The 48 hours that I spent alone in our house were a true blessing. The best thing I did with the time was to take myself, my notepad, and my Bible to our local coffee house for a ‘spiritual review’ of sorts. Not needing to get home in time for any meals or naps meant I could sit down and delve in and spend a good few hours thinking, praying, and reflecting on things. I used Proverbs 31 to help me think through my priorities (love God, serve my family, care for my physical health and so on) and to come up with three or four key practical actions (keep going with early morning Bible reading, spend one-on-one time with Sophie, send Nick out for a day off etc) to focus on in the coming months. I also took the opportunity to think through how my children are doing in the key areas of their growth – intellectual, spiritual, physical, social – and to work out how I can most effectively help them with their own particular needs at the moment. It was truly a wonderful time and the key areas that God put on my heart have been great motivators for living well as a stay-at-home mum and wife.

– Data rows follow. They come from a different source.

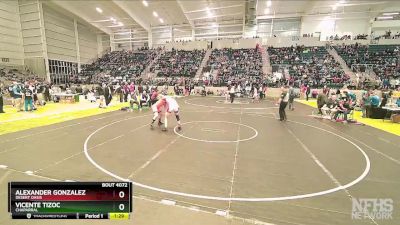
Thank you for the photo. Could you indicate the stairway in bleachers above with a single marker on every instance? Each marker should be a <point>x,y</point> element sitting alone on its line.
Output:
<point>267,68</point>
<point>146,72</point>
<point>199,73</point>
<point>342,63</point>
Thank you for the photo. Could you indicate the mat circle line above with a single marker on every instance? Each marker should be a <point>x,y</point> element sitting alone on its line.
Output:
<point>237,199</point>
<point>240,102</point>
<point>210,141</point>
<point>222,107</point>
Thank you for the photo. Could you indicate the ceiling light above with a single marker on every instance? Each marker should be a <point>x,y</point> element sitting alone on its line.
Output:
<point>385,17</point>
<point>389,14</point>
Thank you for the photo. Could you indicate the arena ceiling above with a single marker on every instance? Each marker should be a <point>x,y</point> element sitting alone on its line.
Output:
<point>113,16</point>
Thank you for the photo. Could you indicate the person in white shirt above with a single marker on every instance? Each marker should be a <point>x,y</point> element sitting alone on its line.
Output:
<point>232,93</point>
<point>172,107</point>
<point>283,101</point>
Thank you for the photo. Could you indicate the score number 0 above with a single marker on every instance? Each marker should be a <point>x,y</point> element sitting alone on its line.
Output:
<point>121,195</point>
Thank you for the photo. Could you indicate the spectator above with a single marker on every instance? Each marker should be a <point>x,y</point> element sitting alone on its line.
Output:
<point>283,101</point>
<point>17,94</point>
<point>28,98</point>
<point>1,98</point>
<point>321,101</point>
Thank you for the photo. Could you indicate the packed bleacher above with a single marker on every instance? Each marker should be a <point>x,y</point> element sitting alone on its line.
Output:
<point>8,76</point>
<point>120,65</point>
<point>178,63</point>
<point>384,59</point>
<point>311,65</point>
<point>233,64</point>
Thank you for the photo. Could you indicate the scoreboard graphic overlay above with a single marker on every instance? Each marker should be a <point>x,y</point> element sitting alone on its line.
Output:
<point>70,200</point>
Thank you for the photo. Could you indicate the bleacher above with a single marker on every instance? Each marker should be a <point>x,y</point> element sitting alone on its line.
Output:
<point>231,64</point>
<point>383,58</point>
<point>310,64</point>
<point>9,75</point>
<point>178,63</point>
<point>120,64</point>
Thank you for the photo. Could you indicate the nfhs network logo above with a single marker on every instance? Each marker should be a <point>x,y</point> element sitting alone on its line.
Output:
<point>372,208</point>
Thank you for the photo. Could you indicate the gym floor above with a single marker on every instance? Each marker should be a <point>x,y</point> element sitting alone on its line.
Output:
<point>230,164</point>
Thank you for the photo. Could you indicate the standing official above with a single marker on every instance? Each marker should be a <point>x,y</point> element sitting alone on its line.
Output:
<point>1,98</point>
<point>283,101</point>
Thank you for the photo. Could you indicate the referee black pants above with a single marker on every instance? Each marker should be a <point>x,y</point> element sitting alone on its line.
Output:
<point>282,113</point>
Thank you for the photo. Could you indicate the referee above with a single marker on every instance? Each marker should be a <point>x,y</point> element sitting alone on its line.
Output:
<point>283,101</point>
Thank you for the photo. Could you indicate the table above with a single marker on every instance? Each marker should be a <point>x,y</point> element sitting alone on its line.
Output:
<point>391,110</point>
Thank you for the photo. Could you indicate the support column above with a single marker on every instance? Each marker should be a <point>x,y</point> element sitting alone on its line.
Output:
<point>78,54</point>
<point>112,44</point>
<point>150,39</point>
<point>99,45</point>
<point>130,39</point>
<point>172,33</point>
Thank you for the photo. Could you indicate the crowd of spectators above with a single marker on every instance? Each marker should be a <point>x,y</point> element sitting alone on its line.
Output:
<point>234,64</point>
<point>308,65</point>
<point>384,60</point>
<point>178,63</point>
<point>347,37</point>
<point>120,65</point>
<point>8,76</point>
<point>388,35</point>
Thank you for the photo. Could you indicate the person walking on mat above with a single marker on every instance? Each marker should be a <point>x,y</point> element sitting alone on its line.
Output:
<point>283,101</point>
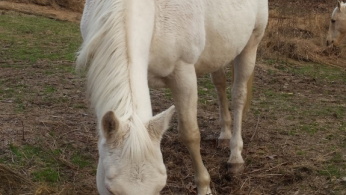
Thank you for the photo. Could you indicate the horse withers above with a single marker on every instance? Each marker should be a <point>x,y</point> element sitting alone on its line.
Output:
<point>131,45</point>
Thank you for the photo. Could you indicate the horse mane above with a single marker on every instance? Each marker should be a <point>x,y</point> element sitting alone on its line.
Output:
<point>104,53</point>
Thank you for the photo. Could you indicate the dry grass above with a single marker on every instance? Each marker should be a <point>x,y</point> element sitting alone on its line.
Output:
<point>297,30</point>
<point>294,137</point>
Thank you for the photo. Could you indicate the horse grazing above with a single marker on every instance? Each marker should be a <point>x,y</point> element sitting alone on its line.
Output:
<point>337,26</point>
<point>131,45</point>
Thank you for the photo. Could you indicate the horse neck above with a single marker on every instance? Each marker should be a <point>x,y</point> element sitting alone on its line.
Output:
<point>117,76</point>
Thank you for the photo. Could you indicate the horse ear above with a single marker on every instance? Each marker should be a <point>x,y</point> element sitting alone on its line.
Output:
<point>159,124</point>
<point>110,125</point>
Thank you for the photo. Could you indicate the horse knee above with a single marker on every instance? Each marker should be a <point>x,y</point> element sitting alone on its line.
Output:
<point>190,136</point>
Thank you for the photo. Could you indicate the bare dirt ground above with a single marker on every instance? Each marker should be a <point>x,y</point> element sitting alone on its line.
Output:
<point>295,128</point>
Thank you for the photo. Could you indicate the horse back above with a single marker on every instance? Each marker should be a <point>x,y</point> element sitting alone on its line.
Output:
<point>208,33</point>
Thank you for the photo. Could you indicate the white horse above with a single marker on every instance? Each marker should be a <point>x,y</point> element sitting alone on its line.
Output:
<point>337,26</point>
<point>130,45</point>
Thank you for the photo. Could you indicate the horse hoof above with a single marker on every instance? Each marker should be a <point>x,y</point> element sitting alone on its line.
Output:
<point>236,168</point>
<point>223,143</point>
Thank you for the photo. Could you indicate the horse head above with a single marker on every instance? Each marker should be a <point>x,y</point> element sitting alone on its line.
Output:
<point>130,159</point>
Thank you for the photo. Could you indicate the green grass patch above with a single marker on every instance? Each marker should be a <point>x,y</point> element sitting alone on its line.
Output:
<point>34,38</point>
<point>80,160</point>
<point>46,175</point>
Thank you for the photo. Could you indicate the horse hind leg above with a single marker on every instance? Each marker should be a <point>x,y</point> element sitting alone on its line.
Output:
<point>219,80</point>
<point>243,72</point>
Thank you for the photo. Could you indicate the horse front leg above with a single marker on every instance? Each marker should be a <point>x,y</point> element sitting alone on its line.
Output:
<point>243,71</point>
<point>184,87</point>
<point>219,80</point>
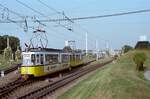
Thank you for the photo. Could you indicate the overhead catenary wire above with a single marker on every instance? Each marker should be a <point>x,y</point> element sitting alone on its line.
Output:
<point>94,17</point>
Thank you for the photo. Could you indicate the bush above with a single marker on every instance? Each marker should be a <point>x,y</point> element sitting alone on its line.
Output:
<point>139,59</point>
<point>18,55</point>
<point>126,48</point>
<point>8,53</point>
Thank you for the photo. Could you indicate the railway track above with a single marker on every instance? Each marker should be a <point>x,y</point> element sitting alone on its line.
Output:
<point>10,69</point>
<point>6,90</point>
<point>59,83</point>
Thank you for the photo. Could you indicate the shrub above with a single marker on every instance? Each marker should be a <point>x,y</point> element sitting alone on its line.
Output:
<point>18,55</point>
<point>139,59</point>
<point>8,53</point>
<point>126,48</point>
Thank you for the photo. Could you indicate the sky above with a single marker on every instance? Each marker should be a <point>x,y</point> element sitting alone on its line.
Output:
<point>112,31</point>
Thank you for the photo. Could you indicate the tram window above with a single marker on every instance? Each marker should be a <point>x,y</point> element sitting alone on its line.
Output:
<point>33,59</point>
<point>51,59</point>
<point>41,58</point>
<point>38,58</point>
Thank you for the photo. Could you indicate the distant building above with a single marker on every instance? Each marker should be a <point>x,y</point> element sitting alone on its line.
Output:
<point>142,43</point>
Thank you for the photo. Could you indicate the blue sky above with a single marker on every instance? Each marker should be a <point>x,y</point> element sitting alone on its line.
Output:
<point>116,31</point>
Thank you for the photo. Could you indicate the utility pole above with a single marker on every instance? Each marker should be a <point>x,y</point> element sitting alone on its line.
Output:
<point>7,42</point>
<point>96,44</point>
<point>86,41</point>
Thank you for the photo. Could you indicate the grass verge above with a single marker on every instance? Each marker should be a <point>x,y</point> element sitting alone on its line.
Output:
<point>117,80</point>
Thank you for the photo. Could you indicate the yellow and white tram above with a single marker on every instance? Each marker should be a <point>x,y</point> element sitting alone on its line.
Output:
<point>42,61</point>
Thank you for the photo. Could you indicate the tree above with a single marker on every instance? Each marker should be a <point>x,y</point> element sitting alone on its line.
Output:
<point>126,48</point>
<point>18,54</point>
<point>139,59</point>
<point>14,42</point>
<point>8,53</point>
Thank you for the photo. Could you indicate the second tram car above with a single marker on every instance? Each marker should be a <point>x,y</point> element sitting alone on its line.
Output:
<point>42,61</point>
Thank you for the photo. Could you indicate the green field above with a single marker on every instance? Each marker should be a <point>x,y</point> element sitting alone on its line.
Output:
<point>117,80</point>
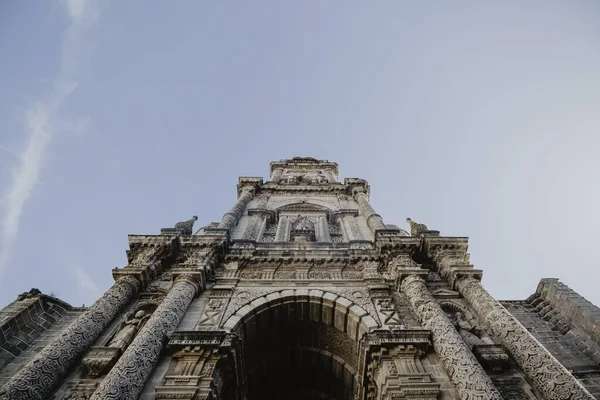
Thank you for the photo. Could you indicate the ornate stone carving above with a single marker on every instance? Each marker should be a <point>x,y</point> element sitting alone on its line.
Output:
<point>34,292</point>
<point>231,218</point>
<point>547,374</point>
<point>210,317</point>
<point>466,374</point>
<point>416,229</point>
<point>129,374</point>
<point>37,379</point>
<point>186,227</point>
<point>393,366</point>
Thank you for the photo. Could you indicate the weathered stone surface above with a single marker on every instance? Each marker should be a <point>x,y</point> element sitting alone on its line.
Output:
<point>304,292</point>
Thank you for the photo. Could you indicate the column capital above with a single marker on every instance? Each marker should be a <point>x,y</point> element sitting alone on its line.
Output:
<point>248,184</point>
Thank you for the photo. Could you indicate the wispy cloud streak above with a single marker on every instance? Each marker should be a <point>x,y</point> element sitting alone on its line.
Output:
<point>40,121</point>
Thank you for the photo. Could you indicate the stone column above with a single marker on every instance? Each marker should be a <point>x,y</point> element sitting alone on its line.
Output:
<point>126,379</point>
<point>276,175</point>
<point>37,379</point>
<point>373,219</point>
<point>546,372</point>
<point>232,217</point>
<point>469,378</point>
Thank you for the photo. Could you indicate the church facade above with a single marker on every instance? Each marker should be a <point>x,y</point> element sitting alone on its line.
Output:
<point>301,291</point>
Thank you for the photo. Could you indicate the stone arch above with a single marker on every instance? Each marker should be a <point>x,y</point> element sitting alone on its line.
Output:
<point>326,307</point>
<point>301,342</point>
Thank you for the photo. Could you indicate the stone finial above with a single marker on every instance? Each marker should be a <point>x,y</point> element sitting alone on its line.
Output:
<point>186,226</point>
<point>32,293</point>
<point>416,229</point>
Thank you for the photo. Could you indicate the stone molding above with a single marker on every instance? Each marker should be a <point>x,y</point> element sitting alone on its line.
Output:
<point>354,302</point>
<point>126,379</point>
<point>465,372</point>
<point>545,371</point>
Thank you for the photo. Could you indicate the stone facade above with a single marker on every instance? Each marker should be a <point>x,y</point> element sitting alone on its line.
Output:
<point>301,291</point>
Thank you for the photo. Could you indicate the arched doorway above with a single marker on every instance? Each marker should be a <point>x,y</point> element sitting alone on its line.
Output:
<point>301,346</point>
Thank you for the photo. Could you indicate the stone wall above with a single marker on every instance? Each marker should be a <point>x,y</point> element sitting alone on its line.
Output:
<point>565,323</point>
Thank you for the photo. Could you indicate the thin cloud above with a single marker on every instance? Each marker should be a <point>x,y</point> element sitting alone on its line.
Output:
<point>40,125</point>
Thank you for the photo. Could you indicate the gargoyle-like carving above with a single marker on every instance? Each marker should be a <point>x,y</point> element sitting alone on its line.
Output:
<point>186,226</point>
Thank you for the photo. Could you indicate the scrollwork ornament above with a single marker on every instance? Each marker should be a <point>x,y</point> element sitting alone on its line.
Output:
<point>127,377</point>
<point>469,378</point>
<point>545,371</point>
<point>37,379</point>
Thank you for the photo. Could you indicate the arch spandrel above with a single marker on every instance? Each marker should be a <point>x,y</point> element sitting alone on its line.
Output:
<point>250,301</point>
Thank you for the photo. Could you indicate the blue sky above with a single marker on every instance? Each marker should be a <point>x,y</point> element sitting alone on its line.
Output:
<point>480,119</point>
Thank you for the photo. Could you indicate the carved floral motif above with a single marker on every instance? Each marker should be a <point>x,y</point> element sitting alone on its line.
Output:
<point>127,377</point>
<point>469,378</point>
<point>550,377</point>
<point>37,379</point>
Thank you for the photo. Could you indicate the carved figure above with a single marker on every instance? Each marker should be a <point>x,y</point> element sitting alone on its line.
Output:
<point>416,229</point>
<point>26,295</point>
<point>128,331</point>
<point>186,226</point>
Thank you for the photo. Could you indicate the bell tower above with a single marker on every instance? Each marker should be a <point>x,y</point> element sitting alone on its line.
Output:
<point>301,291</point>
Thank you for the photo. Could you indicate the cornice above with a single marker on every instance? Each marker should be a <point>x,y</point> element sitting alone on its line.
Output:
<point>433,246</point>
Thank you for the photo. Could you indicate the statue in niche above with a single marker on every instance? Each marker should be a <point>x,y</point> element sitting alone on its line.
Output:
<point>128,330</point>
<point>470,332</point>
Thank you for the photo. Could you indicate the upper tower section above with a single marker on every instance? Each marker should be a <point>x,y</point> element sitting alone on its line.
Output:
<point>303,204</point>
<point>303,171</point>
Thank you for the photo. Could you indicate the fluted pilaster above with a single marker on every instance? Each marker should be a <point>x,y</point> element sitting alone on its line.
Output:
<point>465,372</point>
<point>126,379</point>
<point>546,372</point>
<point>232,217</point>
<point>37,379</point>
<point>374,220</point>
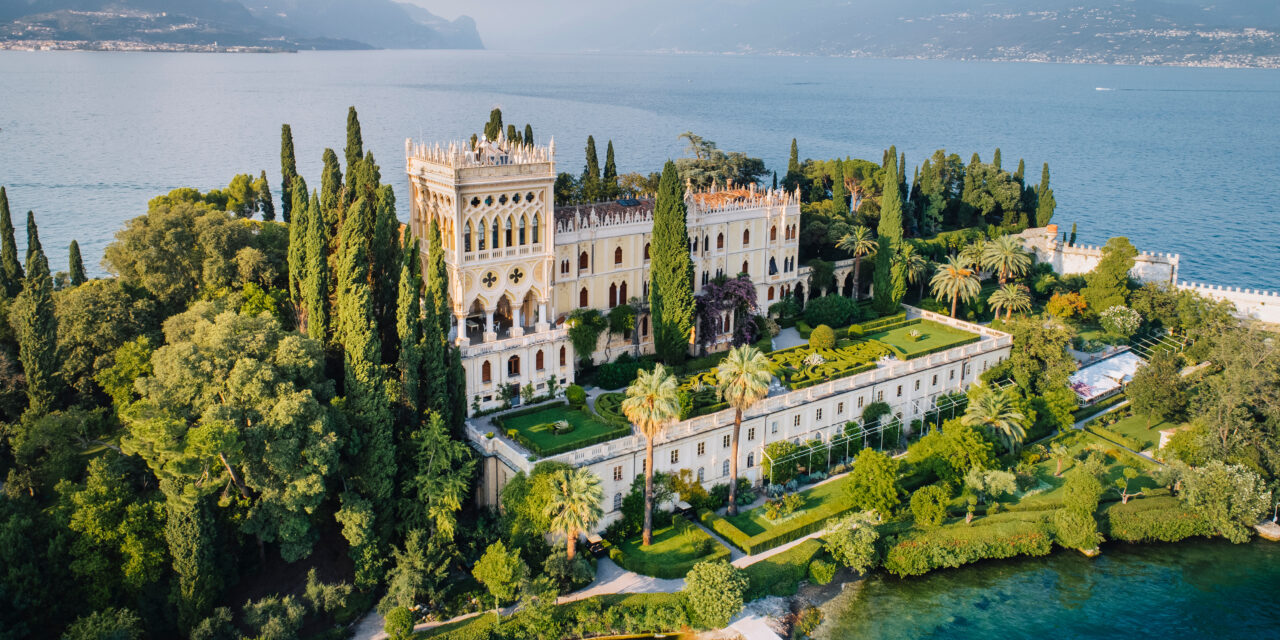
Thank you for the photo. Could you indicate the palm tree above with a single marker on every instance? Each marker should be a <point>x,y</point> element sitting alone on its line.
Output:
<point>915,265</point>
<point>1005,256</point>
<point>650,406</point>
<point>574,506</point>
<point>996,411</point>
<point>954,279</point>
<point>860,243</point>
<point>1009,298</point>
<point>743,379</point>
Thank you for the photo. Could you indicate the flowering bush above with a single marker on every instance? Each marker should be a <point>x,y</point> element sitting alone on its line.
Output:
<point>1120,320</point>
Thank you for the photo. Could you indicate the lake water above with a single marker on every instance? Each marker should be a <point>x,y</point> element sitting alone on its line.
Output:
<point>1179,160</point>
<point>1171,592</point>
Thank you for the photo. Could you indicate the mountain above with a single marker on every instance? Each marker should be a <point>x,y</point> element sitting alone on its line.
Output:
<point>202,24</point>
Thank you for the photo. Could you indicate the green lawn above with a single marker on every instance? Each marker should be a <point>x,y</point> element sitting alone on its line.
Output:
<point>753,522</point>
<point>536,430</point>
<point>935,336</point>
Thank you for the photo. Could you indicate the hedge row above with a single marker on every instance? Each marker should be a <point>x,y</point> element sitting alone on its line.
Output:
<point>777,535</point>
<point>959,544</point>
<point>1147,520</point>
<point>664,568</point>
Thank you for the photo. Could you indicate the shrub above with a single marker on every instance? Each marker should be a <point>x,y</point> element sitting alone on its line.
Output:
<point>575,394</point>
<point>716,593</point>
<point>822,338</point>
<point>929,504</point>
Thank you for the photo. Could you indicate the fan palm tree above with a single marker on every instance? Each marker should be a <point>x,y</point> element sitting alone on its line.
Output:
<point>915,265</point>
<point>1009,298</point>
<point>650,406</point>
<point>995,410</point>
<point>743,379</point>
<point>1005,256</point>
<point>574,506</point>
<point>860,243</point>
<point>956,280</point>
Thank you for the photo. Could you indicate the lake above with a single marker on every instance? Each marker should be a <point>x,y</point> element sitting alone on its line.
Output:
<point>1169,592</point>
<point>1179,160</point>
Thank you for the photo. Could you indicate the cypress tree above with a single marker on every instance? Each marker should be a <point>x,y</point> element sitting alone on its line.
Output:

But my weekend was also useful in so many practical ways. I spring cleaned parts of the house that hadn’t been touched since we moved in and which never would with small people under foot. I cleared out and decluttered my wardrobe and another big closet in our house. I baked lots and lots (macarons, iced buns, cupcakes, croissants – therapy!). I went for a run. I had a lovely evening with one of my university friends which was well overdue and totally gorgeous. I got my sewing machine out and made a sling for Sophie to use with her dolls.
When they came back I felt truly refreshed and ready for them. I had had space. I had had quiet. I had had ready meals. And I had had time to think. I really felt set up for the coming weeks and months, with renewed energy and practical strategies for making the most of the time at the stage we’re at as a family. I am so thankful for my amazing husband who gave me the gift of time when I asked for it without any complaint or grumbling. And I am so thankful for the challenges that God’s given me for the months ahead.
Mums, I urge you to get yourself a weekend, a day, or just a few hours of free time. Think. Pray. Rest. Relax. It will do you good.